Johannesburg - The Phala Phala scandal has given citizens more reasons to doubt the capability of the current sitting president, Cyril Ramaphosa.
South Africa gained international media attention when its head of state was tangled in money laundering, undermining the rule of law, and kidnapping allegations. This was after former spy boss Arthur Fraser laid criminal charges against President Ramaphosa and his head of security, General Wally Rhoode, at Rosebank Police station on June 1, 2022.
Fraser alleges that Ramaphosa tried to cover up a robbery at his Phala Phala farm in Limpopo, where the alleged robbers helped themselves to an undisclosed amount of American dollars, estimated to be between $4-million to $8 million (approximately between R76.5 and R145.2 million) which was found concealed in the president’s furniture including a couch and a mattress. Fraser also alleges that the president paid the five suspected robbers, all Namibian nationals, R150 000 each to buy their silence over the incident.

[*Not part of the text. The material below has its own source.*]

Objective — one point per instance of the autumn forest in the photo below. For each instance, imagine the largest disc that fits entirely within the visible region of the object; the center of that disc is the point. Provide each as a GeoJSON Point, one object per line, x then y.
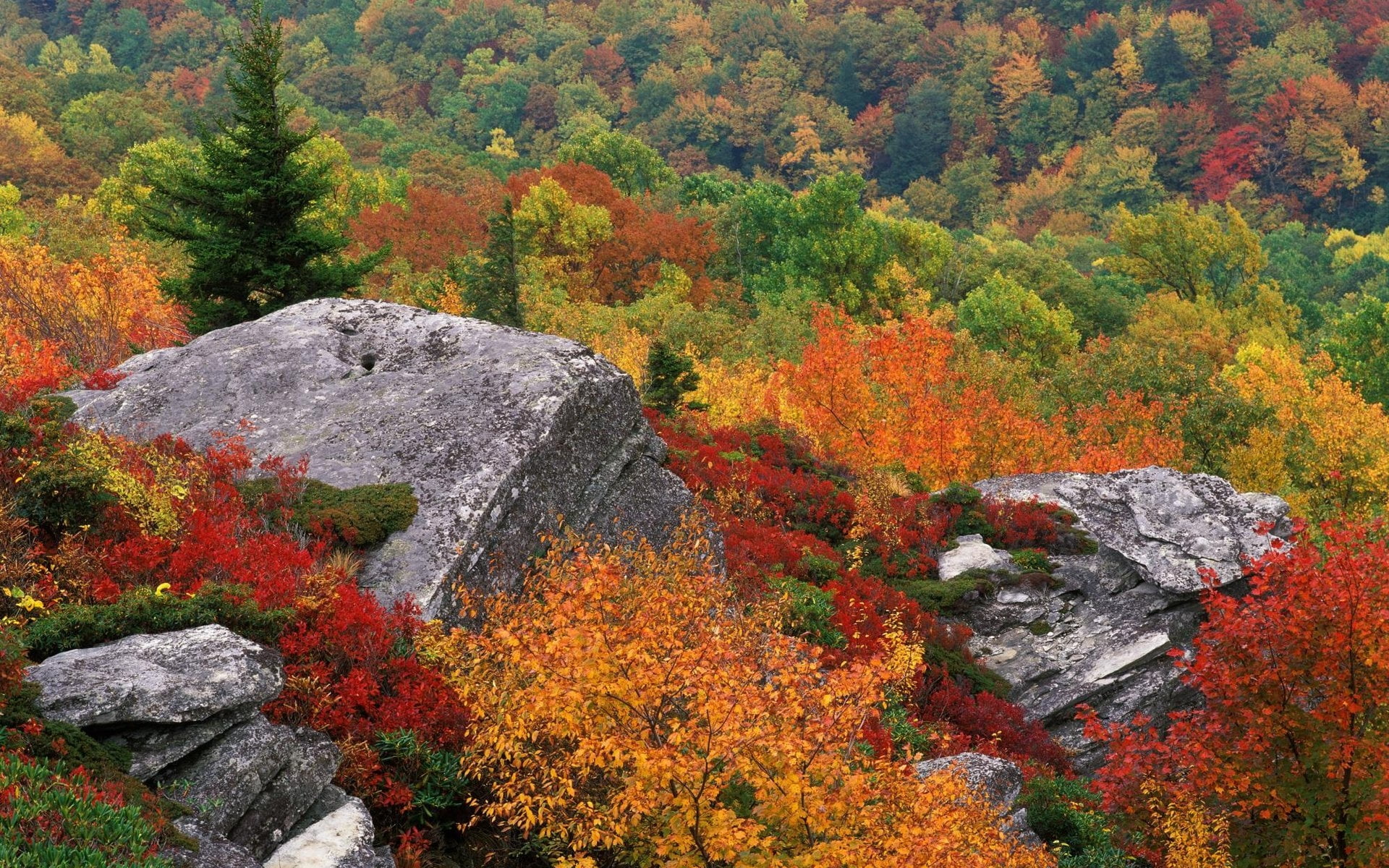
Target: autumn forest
{"type": "Point", "coordinates": [854, 258]}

South Africans had mixed reactions to Fraser's claims. A deeper look into the response to the farm gate robbery by ordinary South Africans showed a division among themselves. According to various media reports, the suspected thieves gained access to Ramaphosa’s Limpopo game farm on February 9, 2020. Although Ramaphosa denied any criminal conduct in the Phala Phala saga, some experts and citizens expressed their dissatisfaction on social media about the scandal, how it is being treated by the Presidency and the organisations assigned to probe the allegations.
Some people believe that Fraser opened the case because he is bitter that he is no longer a government employee. Fraser was moved from being State Security Agency (SSA) director general to becoming a correctional services commissioner where his contract wasn’t renewed when it ended last September, and many people sympathetic to Ramaphosa have questioned his intentions.
@Bongzmessi said, “this #PhalaPhalaFarmGate has really put every institution looking into it in a difficult position. There is no way of clearing the President without having to overlook certain things, in the process discrediting themselves (as organisations).”
Another user, @MwahafarN, said, “Arthur Fraser has clarified that Cupcake (Ramaphosa) lied about where the money stolen from #PhalaPhala came from. It was not proceed from the game sale (at his farm). It was money illegally brought into the country, hidden in a couch and transported from Johannesburg to the President's farm," referencing Frazer’s statement.
@khanyizama said that Frazer should be hailed as a hero for blowing the whistle.“I don’t think we have thanked Arthur Fraser enough for laying criminal charges against Cyril, had it not been for him, the country would still be in the dark on how it is led by a criminal,” she tweeted.
@bram_hanekom tweeted, “the country is tired of (the) Phala Phala fiction. It is all gossip and lies. Arthur Fraser has not shown evidence. He has not even said where he got the rumours from or if he is the source of the gossip. Putting rumours into an affidavit is not evidence. Shame.”
Several social media users have concluded that Ramaphosa is guilty as charged. At the same time, some say, like any other citizen, he should be presumed innocent until proven guilty. The tug-of-war among citizens on whether the president was guilty or innocent was not enough to prevent opposition parties from calling for an independent body to investigate the Phala Phala misconduct.
To hold Ramaphosa accountable for the Phala Phala farm saga, the EFF, ACDP, IFP, ATM, DA, and NFP held a joint news conference in Houghton in August to recommend that former judges Bernard Ngoepe, Dikgang Moseneke, Yvonne Mokgoro, and Mogoeng Mogoeng should serve as section 89 independent panel that would probe the Phala Phala enquiry.
The panel commenced its investigations on October 19 and is expected to give its findings in 30 days.